Sounds very sloppy. Could it be a regression, or was it always this way? I wonder if this could be used to spearphish or scam someone somehow?



I have a first initial last name gmail account and I see a lot of this kind of thing. Tons of companies don't verify email addresses and many make it impossible to do anything about it. Cell phone companies, banks, insurance companies, PayPal, eBay, Apple... it's getting rather ridiculous at this point.


Tangentially related and amusing anecdote: http://dotat.at/tmp/railtrack.pdf

(summary: troublemaker registers 'Railtrack Ltd' as UK limited company after dissolution of the previous Railtrack, which owned the country's rail network; long succession of solicitors, land agents etc. fail to do basic research and send legal demands to this new Railtrack Ltd; merriment ensues)


Tell me about it . My gmail account is actually the name of a common job title, and I get tons of stuff. Constant stream of resumes from india. Lots of random account signup confirmations.

Once a guy set up his motion activated webcam to send me snapshots whenever it saw something, that was creepy.

But I do love my vanity address, so I'll live with it! :-)


Mine is a first and middle initial and last name gmail account. Some woman just bought a Honda and I get email from the dealership.
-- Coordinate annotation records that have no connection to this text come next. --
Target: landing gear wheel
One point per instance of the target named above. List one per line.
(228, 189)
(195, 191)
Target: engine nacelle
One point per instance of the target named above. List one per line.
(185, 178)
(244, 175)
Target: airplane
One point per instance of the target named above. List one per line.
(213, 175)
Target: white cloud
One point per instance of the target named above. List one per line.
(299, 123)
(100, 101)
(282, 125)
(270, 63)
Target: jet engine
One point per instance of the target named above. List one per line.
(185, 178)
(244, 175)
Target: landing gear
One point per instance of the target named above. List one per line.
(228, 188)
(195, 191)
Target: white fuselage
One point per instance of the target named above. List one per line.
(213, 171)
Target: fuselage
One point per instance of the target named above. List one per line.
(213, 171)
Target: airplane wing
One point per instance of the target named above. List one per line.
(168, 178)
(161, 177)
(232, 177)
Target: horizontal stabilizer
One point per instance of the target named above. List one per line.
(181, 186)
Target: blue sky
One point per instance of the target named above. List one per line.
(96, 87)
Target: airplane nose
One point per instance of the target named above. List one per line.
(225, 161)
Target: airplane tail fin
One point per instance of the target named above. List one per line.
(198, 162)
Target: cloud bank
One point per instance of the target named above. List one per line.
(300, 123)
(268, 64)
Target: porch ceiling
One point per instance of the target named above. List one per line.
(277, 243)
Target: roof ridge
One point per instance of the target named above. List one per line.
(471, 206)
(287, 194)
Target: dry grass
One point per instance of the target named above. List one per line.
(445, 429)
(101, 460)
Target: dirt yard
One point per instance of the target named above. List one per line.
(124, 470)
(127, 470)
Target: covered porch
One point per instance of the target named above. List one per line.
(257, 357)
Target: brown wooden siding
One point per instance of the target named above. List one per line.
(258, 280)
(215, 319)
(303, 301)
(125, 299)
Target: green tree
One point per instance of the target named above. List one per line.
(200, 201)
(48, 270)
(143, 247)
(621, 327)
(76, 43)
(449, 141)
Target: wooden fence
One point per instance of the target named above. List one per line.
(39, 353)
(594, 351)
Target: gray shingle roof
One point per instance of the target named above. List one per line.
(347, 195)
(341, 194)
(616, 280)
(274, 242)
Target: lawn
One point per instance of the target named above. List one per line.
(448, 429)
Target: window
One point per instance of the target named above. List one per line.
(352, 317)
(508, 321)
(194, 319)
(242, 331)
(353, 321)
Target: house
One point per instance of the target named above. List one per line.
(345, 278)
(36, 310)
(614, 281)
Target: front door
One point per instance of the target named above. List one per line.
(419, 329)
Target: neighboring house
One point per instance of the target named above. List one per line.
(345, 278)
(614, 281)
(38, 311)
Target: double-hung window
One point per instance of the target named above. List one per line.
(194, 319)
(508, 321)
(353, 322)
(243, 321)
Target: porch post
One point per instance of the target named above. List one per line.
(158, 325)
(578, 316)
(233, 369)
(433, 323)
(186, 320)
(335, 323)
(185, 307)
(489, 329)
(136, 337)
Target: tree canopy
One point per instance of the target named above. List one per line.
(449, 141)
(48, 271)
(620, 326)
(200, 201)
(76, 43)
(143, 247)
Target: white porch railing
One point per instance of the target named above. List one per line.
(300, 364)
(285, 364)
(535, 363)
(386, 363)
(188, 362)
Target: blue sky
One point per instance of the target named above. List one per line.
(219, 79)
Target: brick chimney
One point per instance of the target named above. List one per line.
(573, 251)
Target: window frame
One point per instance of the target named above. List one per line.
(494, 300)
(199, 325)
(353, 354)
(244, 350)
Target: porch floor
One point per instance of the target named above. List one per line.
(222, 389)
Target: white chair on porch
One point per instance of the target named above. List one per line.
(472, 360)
I get contracts and song demos for an American country music singer-songwriter. (I get email from his pickup truck dealership all the time, too.) Someone else just applied for a job at Wells Fargo. Some guy is building a house in North Carolina. Attempts to correct the problem rarely work.

In South Africa, someone with the same initials added his wife's initial before the last name and once I figured that out, I've been able to correct realtors and banks. (I've gotten copies of leases and loan documents.) He and I have exchanged a few emails about it. His wife even invited me to their twins birthday party.


I wonder if a shaming campaign like plaintextoffenders would be productive...


I have a fairly common name with first.last@gmail.com and have a whole set of filter rules to get rid of the mail that can't be stopped. Once someone with my name signed me up for what seemed to be every dating website in Europe. I resisted the temptation.


Email verification probably reduces conversions which is lost money. Why refuse to take someone's money just because they don't know their own email address?


Neither does Apple. Someone used my email address for their iCloud account. (no, not JL.)